Ante todo mis felicitaciones a la niña y a sus padres por la feliz curacion pre-parto de la niña. El problema es si esta va o no a transmitir su propension a sufrir de esa enfermedad a sus hijos.
Las tecnologias geneticas curan o mitigan el caso puntual, pero a largo plazo van a empeorar el material genetico de la especie, que hasta ahora se "libraba", y pido perdon por la expresion, de los "elementos defectuosos", pido perdon de nuevo, por el camino de darles una vida corta, y el mecanismo de la seleccion hacia el resto dejando libre al material genetico de componentes defectuosos.
Eso no es de mi cosecha, sino que lo dejo escrito Konrad Lorenz, Premio Nobel de Medicina, al que espero que nadie califique de enemigo del progreso o de nazi sin escrupulos.

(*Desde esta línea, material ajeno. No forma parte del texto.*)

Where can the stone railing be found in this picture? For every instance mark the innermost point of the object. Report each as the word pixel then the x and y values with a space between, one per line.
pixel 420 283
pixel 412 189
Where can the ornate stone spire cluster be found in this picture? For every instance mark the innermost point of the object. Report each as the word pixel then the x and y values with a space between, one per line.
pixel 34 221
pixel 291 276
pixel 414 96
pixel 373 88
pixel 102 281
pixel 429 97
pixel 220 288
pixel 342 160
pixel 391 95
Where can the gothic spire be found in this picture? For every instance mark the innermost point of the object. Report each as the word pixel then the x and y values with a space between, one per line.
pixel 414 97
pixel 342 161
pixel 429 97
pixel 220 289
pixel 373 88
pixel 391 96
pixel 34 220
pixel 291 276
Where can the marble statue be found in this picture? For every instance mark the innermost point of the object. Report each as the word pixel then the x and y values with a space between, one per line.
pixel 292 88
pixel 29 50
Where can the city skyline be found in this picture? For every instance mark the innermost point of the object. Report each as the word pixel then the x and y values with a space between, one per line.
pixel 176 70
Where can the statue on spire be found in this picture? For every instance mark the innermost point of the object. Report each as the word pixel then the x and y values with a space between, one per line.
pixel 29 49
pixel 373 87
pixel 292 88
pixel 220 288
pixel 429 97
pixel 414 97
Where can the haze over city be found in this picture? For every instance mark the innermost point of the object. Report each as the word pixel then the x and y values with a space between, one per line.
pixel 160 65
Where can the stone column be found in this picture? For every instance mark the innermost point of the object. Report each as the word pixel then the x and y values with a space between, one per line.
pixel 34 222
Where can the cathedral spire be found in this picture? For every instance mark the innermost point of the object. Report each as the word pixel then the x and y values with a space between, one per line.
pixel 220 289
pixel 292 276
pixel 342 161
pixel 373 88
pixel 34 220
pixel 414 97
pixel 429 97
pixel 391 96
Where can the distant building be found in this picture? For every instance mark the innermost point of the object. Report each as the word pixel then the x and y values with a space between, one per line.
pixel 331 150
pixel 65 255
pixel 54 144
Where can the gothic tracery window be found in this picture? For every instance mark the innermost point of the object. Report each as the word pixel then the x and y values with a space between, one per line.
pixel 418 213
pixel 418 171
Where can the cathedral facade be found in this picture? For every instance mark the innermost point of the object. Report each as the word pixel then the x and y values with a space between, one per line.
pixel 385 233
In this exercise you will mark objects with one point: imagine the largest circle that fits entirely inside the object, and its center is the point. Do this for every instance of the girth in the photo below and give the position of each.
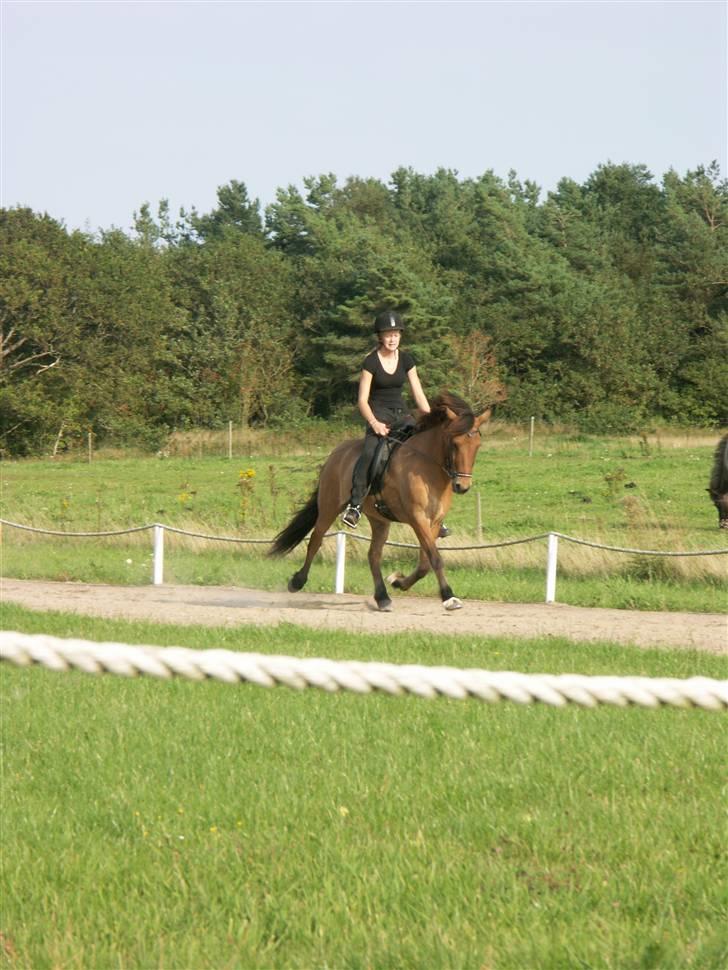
(386, 447)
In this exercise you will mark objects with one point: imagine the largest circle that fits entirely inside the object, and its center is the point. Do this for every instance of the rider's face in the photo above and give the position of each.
(390, 339)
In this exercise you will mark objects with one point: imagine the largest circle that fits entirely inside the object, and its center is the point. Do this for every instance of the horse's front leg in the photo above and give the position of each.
(298, 579)
(429, 553)
(400, 581)
(380, 531)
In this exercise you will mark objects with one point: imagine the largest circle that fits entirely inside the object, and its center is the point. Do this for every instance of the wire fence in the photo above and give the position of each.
(552, 539)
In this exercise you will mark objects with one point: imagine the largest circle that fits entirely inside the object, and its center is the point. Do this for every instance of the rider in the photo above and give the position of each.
(380, 402)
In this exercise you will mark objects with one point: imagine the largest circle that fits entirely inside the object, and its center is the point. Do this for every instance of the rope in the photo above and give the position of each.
(400, 545)
(362, 678)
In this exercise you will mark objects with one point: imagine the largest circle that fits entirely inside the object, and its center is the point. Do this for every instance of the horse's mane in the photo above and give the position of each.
(719, 474)
(438, 413)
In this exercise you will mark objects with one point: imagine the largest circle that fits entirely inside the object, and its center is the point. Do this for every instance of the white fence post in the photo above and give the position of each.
(340, 561)
(553, 553)
(158, 575)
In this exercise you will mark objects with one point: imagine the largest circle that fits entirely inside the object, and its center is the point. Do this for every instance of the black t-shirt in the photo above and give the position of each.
(386, 390)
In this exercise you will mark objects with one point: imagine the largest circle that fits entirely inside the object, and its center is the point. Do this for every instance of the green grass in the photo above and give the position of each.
(185, 825)
(623, 492)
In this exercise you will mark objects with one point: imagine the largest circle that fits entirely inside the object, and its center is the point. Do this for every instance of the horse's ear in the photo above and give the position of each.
(482, 418)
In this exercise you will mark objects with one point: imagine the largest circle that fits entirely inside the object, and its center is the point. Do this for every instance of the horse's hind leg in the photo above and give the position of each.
(380, 531)
(429, 558)
(399, 581)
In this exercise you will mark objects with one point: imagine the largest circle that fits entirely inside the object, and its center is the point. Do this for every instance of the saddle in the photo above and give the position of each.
(398, 434)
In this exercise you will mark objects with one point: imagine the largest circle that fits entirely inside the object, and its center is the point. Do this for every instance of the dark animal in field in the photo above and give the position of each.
(417, 489)
(719, 482)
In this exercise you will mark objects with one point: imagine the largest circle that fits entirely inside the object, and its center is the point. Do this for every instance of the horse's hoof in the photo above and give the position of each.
(453, 603)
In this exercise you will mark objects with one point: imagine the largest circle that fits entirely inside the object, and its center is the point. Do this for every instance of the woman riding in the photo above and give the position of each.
(380, 402)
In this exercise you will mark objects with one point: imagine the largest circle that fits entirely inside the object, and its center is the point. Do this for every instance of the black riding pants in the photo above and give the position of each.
(360, 477)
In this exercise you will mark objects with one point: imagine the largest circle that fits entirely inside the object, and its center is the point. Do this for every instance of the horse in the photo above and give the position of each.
(417, 488)
(719, 482)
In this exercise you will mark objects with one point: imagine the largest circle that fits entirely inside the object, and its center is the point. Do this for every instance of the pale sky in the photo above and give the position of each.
(107, 105)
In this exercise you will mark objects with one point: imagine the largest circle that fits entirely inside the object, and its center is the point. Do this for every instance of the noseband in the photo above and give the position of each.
(449, 467)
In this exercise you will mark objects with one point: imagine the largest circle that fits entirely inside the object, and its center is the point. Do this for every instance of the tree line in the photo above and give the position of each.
(603, 305)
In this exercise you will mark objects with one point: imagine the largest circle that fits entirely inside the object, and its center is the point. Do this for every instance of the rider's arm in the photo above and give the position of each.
(365, 386)
(417, 392)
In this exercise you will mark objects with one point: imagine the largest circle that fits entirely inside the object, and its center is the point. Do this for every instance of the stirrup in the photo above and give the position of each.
(351, 516)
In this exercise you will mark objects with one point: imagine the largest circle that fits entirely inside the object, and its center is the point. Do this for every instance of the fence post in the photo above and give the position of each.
(553, 553)
(340, 561)
(158, 574)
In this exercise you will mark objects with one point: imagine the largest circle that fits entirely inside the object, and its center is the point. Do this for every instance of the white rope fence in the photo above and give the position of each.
(341, 537)
(555, 690)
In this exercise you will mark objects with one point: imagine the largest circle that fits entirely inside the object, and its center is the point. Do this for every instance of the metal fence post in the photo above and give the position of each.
(340, 561)
(158, 575)
(553, 553)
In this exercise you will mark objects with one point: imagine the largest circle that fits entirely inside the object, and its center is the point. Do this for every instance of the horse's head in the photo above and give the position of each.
(463, 433)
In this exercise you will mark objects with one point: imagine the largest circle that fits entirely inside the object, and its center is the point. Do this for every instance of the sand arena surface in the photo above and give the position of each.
(224, 606)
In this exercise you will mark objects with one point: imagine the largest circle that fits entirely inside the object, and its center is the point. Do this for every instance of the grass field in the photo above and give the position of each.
(193, 826)
(643, 493)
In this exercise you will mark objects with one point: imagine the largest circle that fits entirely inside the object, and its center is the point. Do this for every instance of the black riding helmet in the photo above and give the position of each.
(388, 320)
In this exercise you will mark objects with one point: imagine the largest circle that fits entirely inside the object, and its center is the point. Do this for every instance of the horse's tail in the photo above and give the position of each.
(297, 529)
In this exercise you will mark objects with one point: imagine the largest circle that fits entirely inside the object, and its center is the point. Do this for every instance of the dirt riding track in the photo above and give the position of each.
(233, 606)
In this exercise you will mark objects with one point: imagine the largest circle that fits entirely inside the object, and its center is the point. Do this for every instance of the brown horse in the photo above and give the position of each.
(719, 482)
(417, 489)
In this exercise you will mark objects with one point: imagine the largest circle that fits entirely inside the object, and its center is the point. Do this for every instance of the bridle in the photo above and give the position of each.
(449, 467)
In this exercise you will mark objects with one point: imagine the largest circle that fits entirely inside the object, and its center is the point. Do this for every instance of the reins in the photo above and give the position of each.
(451, 472)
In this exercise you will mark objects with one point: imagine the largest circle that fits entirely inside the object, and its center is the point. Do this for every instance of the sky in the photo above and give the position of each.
(108, 105)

Otro | 26-07-2006 11:55:52
"Las tecnologias geneticas curan o mitigan el caso puntual, pero a largo plazo van a empeorar el material genetico de la especie" si en ciertos sectores existe esta inquietud supongo que lo correcto es continuar incentivando y apoyando la investigación para reducir "esos elementos defectuosos" (Otro, la expresión tiene mandanga). No intentarlo supondría , reduciéndolo al absurdo, el entregarnos a esas posturas éticas-morales-religiosas ultraconservadoras que propugnan la no intervención en el designio divino.
Saludos
Júcaro | 26-07-2006 12:42:45
Parece que no me explico:
1 - Con estas intervenciones no se "arregla" el problema genetico, solo se corrige el problema puntual de la persona afectada. Pero esta puede pasar la enfermedad o su propension a la misma a su descendencia.
2 - No tengo nada en contra de religiosos y moralistas, pero no es esta mi posicion. He expuesto un argumento estructamente biologico. No es del designio divino de lo que estamos hablando sino de Darwin, que funciona igual de bien en los galapagos como en las personas.